16th May 2025 - The Echo of the Wolf
General Summary
The smell reminded them they were not safe, not yet.
Damp soil, fur, rot, woven through the air like threads of a tapestry none of them had asked to read. The bones came next, brittle and sun-bleached, arranged with a care too intentional to be accidental. Lars squinted at the mess, nostrils flaring, hand resting on the hilt of his weapon.
Near the alcove, a child's doll sat half-buried in the dirt, its painted grin wide and cracked. The tag tied to its wrist read No Fun Is No Blinsky. The phrase landed like a whisper, curling around the edges of their thoughts. Marcus shivered.
Aeli, ever the sharpest of them, crouched beside it, fingers ghosting the doll’s surface. "We’re close. The child was here."
The wind shifted.
It was Lars who broke the silence. A misstep, stone against armor, echoed like thunder in the still cave. Everyone froze. In the distance, wolves began to howl.
A flash of unfamiliar colour caught their attention, a woman emerged, dashing toward a flickering firelight. Behind her, two shadows loped forward on all fours, their shapes shifting between man and beast. Werewolves.
Aeli reacted first, igniting the Sunsword in a burst of radiant brilliance that cleaved through the foes. Athun moved beside her, his blade a blur. Lars, heart pounding, flanked left.
Marcus raised a hand. His Shield shimmered into place just in time to block gnashing jaws. Teeth scraped magic instead of flesh.
The battle turned fast. Aeli’s blade blazed with divine light, leaving seared fur and yowling pain in its wake. Marcus hissed through clenched teeth and unleashed a stream of Poison Spray, catching one of the creatures in the face. It writhed, eyes bulging, as green magic tore through its corrupted flesh.
The second werewolf lunged but Lars met it head-on, his weapon seeking true on his target. Athun followed, crashing through like a force of nature. The ground churned beneath them, painted in mud and blood.

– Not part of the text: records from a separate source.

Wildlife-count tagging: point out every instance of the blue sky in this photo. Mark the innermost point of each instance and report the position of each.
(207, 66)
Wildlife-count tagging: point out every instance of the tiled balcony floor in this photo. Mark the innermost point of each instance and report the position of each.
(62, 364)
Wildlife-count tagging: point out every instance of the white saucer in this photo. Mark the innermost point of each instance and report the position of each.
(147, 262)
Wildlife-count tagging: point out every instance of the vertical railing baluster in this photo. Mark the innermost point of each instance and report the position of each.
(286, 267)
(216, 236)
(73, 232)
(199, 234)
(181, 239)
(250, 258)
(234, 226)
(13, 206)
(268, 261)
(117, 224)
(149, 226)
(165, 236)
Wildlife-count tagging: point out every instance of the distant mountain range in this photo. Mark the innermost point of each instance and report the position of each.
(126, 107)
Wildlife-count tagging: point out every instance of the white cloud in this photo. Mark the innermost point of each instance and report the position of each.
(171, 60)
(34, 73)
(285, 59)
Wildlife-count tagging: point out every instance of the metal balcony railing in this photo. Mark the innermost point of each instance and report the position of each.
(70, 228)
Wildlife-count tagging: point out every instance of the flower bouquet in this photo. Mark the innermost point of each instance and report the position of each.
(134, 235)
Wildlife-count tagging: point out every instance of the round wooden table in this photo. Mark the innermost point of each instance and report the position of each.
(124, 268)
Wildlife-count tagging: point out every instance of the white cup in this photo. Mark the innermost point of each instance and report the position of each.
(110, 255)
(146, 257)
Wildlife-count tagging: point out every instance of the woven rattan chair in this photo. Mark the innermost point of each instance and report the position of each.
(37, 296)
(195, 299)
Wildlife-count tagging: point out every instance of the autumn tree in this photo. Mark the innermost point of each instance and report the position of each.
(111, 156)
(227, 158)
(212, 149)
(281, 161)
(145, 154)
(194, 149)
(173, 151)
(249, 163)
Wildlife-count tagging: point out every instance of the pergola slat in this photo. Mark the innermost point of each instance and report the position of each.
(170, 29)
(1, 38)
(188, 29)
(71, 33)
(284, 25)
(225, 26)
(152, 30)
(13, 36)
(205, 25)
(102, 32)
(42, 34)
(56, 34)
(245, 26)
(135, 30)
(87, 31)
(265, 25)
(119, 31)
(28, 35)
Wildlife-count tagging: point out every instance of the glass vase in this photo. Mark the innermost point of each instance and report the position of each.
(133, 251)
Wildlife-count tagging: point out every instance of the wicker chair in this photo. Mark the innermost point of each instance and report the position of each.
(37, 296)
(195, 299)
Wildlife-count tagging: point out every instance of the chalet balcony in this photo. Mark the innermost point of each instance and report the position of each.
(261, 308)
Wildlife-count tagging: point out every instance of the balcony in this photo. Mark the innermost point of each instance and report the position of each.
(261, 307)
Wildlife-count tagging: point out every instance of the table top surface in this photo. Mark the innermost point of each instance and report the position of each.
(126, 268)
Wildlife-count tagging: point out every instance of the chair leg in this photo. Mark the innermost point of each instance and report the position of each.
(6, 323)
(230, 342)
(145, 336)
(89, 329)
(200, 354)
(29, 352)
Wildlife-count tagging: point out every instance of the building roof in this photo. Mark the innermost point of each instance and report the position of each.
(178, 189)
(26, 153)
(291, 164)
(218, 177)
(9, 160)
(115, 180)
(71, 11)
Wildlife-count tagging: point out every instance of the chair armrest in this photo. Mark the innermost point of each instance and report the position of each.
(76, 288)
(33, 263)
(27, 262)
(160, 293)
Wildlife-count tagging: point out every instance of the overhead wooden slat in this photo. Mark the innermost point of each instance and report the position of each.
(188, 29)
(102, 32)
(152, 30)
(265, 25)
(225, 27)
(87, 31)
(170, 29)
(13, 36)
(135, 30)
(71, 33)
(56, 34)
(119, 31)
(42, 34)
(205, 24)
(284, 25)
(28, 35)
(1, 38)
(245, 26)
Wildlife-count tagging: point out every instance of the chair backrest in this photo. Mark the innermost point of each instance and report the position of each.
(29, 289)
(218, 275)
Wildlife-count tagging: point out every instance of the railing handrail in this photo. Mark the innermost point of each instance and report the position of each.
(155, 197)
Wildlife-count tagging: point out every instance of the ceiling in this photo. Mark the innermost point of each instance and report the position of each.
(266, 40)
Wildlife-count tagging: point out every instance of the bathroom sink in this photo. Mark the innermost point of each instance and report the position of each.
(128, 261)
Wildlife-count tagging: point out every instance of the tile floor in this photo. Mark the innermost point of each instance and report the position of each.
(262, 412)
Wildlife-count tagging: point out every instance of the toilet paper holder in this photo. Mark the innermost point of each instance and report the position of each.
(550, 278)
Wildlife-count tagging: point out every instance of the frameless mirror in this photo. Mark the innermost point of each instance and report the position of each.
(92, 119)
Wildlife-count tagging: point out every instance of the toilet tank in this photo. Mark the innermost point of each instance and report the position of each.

When the silence returned, it was heavy.
The corpses of the beasts cooled, their twisted forms no longer shifting. Lars, panting, knelt beside one. His hand trembled as he pulled a stained piece of parchment from its belt—a family portrait. His family. His parents and his sister, circled in red ink.
Nobody said a word.
A short distance away, they found the cages.
Six, in total—wrought iron and cruelly made. Children clung to the bars, eyes wide and filled with fear. In the centre of it all loomed a crude statue of a woman with a wolf’s head, carved of dark wood and slick with blood and wax. The Nightmother. Offerings surrounded her, gold, bones, and teeth.
Above them, two corpses swung gently from shackles, skin stretched thin, eyes eaten away by insects. The girl they had chased cowered behind the statue, whispering, "*They were going to become family.*"
Marcus turned away.
Then the fog shifted. Grew colder. And from its embrace stepped a man in crimson and black.
Strahd.
The air bent around him, the power in his presence a silent roar. He regarded them with something like amusement and something very much not. "You’ve stolen from the Nightmother," he said, his voice smooth and absolute. “There are curses for thieves. Nightmares you’ll never wake from.”
He offered dinner again. A seat at his table. Always with the civility before the cruelty.
Marcus, never one to bow, narrowed his eyes. "How kind of you to extend hospitality while sacrificing children."
Strahd’s smile didn’t falter. His hand moved, a flicker of magic and Marcus vanished, replaced by a rat. Aeli gasped. Lars stepped forward, but held his ground.
“I require more souls,” Strahd said. “Barovia demands it. Your interference? It’s cute. Misguided.”
Aeli raised the Sunsword, letting its golden glow challenge the night. “This belonged to your brother. You know that. You fear that.”
Strahd’s eyes narrowed. “You sound like my sister. Madam Eva has always had a way of meddling.”
Lars stood beside Ireena, fists clenched. The portrait weighed in his pocket like a promise unkept. The others debated their next move, voices hushed, eyes wary.
Then, a flick of Strahd’s fingers and Athun cried out, the bark of pain unmistakable. A curse. A spell of decay.
Strahd vanished like mist on the wind, leaving behind only the weight of his words and the certainty that he would return.
The silence that followed wasn’t empty.
It was full of decisions yet unmade.